It’s late June and in a desolate stretch in San Bernadino County, Tri-City Christian Academy athletic director and varsity boys basketball coach Paul Brown is standing under a windmill on his mobile phone.
One of the state’s most winningest high school basketball coaches, Paul’s job this week is bus driver for 42 students attending a Christian camp in Ironwood.
“They told me to go by the windmill. It has the best signal. I’m in the California desert in the middle of nowhere. That’s why they wanted the camp here, because there’s no cell service,” Paul says, alternating genuine excitement about being so far from big city life with ironic chuckling.

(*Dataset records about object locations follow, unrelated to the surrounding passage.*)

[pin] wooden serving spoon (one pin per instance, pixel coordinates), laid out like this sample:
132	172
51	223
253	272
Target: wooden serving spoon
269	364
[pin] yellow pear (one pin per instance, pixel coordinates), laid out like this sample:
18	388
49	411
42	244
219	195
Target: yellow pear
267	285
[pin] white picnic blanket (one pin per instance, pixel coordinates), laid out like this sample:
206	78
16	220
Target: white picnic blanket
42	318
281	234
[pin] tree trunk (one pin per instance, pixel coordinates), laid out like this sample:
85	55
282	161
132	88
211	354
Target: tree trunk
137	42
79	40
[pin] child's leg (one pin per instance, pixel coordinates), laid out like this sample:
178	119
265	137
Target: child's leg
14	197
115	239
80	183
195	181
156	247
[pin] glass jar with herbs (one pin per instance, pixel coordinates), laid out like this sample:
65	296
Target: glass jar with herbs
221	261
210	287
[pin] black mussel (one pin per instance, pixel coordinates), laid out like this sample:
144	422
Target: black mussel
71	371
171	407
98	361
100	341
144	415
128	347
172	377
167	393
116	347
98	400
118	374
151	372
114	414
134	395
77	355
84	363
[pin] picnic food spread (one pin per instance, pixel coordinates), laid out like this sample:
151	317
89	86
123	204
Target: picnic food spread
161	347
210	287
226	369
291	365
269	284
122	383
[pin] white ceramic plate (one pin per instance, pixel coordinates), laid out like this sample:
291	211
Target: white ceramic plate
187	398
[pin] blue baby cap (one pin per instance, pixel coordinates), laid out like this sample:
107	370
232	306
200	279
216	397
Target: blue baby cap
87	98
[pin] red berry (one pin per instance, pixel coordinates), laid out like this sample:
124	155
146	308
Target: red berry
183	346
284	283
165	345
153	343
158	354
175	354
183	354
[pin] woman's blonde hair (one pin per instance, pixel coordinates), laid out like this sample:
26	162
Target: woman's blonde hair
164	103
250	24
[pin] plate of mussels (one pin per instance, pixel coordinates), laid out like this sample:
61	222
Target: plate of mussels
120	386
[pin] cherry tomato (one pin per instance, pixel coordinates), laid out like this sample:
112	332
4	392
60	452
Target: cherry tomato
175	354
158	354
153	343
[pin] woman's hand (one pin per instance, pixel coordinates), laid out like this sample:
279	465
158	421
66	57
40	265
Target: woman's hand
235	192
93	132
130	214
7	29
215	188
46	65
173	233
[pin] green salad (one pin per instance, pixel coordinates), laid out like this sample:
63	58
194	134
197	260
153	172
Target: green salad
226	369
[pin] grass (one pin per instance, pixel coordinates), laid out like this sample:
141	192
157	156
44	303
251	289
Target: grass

In 16 years as head coach, Paul’s 284-66 record has made him one of Arizona’s most successful coaches of an elite program that has evaded the mainstream radar. Last season, he led his Warriors to a 25-2 record and a second place finish in the Canyon Athletic Association.
His roster includes students from Africa and Costa Rica. Several of his players have attracted attention from NCAA Division I schools, including Nigel Shadd, currently a sophomore at Kansas State University.
But another one of Paul’s big assets is his commercial drivers license, which is how he ends up under a windmill.
“The good thing about having a CDL is that I don’t have to wait for a bus driver. If there’s a tournament, I can put everyone in the bus and go. It’s nice as a coach,” he says. “It also means that sometimes you do other things…”
And this sums up much of who Paul is at heart. He’s practical, easygoing with a great sense of humor, and an ability to roll with the tide. He’s also humble. When asked what is record was, he had to ask his assistant because he didn’t exactly know.
“They like to remind me of what it is. I just praise the Lord and take them one at a time,” he says.
When Paul arrived at Tri-City 20 years ago, he coached the girls varsity basketball team for three years to a 51-2 record and two state titles before moving to the boys squad. His victories come at a K-12 private Christian school that has open enrollment but is tuition-based, which can be a challenge when retaining students. The enrollment fluctuates from 185 to 425. There’s also competition from the cachet that comes with the Arizona Interscholastic Association’s big schools.
These are reasons why Paul’s program should not excel as much as it has. It’s a mystery he’s not taking for granted.
“Somehow, people still want to come and play at Tri-City. I’m definitely blessed to have some amazing student-athletes,” he says.
A native Arizonan, Paul graduated from Mesa Mountain View High School. At 5-10, he was deemed too small to play basketball, which he loved but was always the last guy cut at tryouts. He was taking a weight class when the wrestling coach spotted him and asked him to join the wrestling team. What sealed the deal? In the off-season, wrestlers played the basketball team because the coach thought wrestlers banging on the players in practice would make them stronger.
Paul attended the former Pillsbury Bible College in Minnesota, where he played Division III basketball and golf. He earned his physical education degree with a minor in coaching.
Paul and his wife have been married for 15 years and have four children, ranging from grades one to seven. They all attend Tri-City.
Although he didn’t think he’d be at Tri-City for 20 years, Paul’s not complaining.
“It’s amazing when you find your niche and you find the things you love. And this is exactly what I’m supposed to do,” he says.
Heading into his 17th season, Paul’s roster is packed with international and homegrown talent hoping to take the CAA championship. He knows they’ve got what it takes. He has to make sure his kids know it, too.
“That’s part of coaching. You need to remind them that they have the ability… now, let the game be the showcase of all the work you’ve put into it,” he says.
But Paul is quick to turn his attention on a larger picture that extends beyond the court.
“I try to use the game of basketball to help kids learn about who Christ is and what he does for you,” he says. “If I can help a kid be a better person in our community, then I believe this school can change his life.”